In the last few months, two companies, Freedom Cab and Checker, have put a total of three wheelchair-accessible taxis on the streets.
In July, lawyer Steve Gold filed a federal suit accusing the Parking Authority, which regulates cabs, of violating the Americans With Disabilities Act.
On Friday, Gold said he was pleased with the authority's announcement.
"Some of the problems are going to come up in the specifics, but 300 accessible taxis in the city would make a major impact," he said.
Parking Authority Executive Director Vince Fenerty said his organization had pushed for wheelchair-accessible cabs for years but had encountered resistance among politicians in Harrisburg and other problems.
The current plan will require review by state regulatory authorities, but Fenerty hopes it will pass.
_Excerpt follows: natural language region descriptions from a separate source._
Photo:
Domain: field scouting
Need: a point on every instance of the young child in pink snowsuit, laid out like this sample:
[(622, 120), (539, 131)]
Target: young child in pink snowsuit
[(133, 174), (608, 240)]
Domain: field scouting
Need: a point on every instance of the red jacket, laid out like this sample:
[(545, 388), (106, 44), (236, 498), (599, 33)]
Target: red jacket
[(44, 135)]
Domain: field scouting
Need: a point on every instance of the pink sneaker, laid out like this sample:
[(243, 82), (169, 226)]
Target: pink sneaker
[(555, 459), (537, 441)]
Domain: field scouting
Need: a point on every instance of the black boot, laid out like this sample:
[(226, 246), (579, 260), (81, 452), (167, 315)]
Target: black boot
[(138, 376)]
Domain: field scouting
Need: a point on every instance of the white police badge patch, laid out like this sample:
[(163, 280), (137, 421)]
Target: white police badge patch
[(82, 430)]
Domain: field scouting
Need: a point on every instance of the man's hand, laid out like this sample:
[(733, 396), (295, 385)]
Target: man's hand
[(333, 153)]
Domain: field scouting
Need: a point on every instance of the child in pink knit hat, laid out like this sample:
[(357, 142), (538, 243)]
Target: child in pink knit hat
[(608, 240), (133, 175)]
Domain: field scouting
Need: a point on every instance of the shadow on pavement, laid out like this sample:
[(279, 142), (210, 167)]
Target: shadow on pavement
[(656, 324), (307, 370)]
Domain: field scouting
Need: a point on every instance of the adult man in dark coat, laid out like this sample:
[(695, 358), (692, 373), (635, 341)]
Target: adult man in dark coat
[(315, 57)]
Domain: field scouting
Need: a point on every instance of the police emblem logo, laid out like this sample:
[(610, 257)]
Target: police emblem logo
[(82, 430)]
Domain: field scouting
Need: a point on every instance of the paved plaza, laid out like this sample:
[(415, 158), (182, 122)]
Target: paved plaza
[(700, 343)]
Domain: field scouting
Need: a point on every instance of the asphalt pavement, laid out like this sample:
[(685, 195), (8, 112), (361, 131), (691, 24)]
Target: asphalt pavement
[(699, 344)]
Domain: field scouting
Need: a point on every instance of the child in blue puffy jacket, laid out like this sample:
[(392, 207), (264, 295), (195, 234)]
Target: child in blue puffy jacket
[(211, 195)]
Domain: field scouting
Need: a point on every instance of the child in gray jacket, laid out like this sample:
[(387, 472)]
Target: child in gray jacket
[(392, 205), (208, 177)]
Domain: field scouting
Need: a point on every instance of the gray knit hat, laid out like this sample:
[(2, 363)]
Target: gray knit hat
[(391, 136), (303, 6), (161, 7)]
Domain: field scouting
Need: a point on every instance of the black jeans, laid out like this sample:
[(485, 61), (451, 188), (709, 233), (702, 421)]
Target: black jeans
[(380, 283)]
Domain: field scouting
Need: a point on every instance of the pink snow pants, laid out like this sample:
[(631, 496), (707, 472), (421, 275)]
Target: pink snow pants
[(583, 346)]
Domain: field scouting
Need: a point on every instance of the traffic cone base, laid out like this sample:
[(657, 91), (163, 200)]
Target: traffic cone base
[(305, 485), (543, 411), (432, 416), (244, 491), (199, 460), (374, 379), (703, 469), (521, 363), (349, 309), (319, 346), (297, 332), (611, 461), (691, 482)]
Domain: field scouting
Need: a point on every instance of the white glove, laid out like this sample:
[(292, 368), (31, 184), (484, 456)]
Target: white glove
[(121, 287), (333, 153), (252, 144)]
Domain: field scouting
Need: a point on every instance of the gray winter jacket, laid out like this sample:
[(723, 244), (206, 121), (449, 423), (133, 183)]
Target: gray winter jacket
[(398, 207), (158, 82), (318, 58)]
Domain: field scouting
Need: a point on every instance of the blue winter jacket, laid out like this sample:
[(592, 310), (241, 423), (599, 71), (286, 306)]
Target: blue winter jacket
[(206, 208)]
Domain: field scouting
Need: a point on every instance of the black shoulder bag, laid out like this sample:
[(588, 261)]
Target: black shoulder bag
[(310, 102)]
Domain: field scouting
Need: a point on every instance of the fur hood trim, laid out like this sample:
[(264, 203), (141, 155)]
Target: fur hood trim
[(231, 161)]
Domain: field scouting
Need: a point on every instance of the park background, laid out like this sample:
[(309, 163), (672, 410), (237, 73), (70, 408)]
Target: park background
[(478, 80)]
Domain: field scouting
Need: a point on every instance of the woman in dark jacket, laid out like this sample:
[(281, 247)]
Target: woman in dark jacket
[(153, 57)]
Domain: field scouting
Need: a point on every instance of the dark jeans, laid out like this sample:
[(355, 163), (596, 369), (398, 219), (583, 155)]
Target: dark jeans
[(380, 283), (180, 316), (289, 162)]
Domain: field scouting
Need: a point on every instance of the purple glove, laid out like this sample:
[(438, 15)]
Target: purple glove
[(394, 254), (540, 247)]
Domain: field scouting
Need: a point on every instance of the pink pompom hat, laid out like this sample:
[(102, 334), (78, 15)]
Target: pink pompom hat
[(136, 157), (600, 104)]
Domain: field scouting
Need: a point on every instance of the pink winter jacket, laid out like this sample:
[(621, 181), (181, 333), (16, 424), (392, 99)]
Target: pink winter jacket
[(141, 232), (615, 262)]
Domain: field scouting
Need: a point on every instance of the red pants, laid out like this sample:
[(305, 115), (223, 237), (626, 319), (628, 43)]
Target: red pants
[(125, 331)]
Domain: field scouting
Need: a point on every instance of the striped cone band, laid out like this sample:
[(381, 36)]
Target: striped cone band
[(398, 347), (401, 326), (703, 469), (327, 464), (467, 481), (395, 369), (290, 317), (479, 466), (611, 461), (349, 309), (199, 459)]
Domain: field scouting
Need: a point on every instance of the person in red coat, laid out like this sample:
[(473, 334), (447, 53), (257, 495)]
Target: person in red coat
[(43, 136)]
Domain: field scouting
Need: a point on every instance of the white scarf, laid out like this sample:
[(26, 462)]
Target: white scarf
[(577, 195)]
"We were on this before the lawsuit," he said, then added, "We move slow."
He said he had spent time in a wheelchair as a young man because of a temporary problem, which helped him understand the challenges of transportation for the disabled.
Owners of taxi medallions would pay the cost of compliance. Fenerty believes costs will range from $15,000 to $40,000 per car, depending on whether an owner retrofits an old cab or buys a new one that is already accessible.
He said the Parking Authority would help owners identify grant money to help pay for the expense. He noted that owners seem to be doing well financially. The price of a medallion for a single vehicle has risen from $75,000 in 2005 to $400,000 now because demand has increased and there are fewer gypsy cabs, which do not have medallions, on the streets.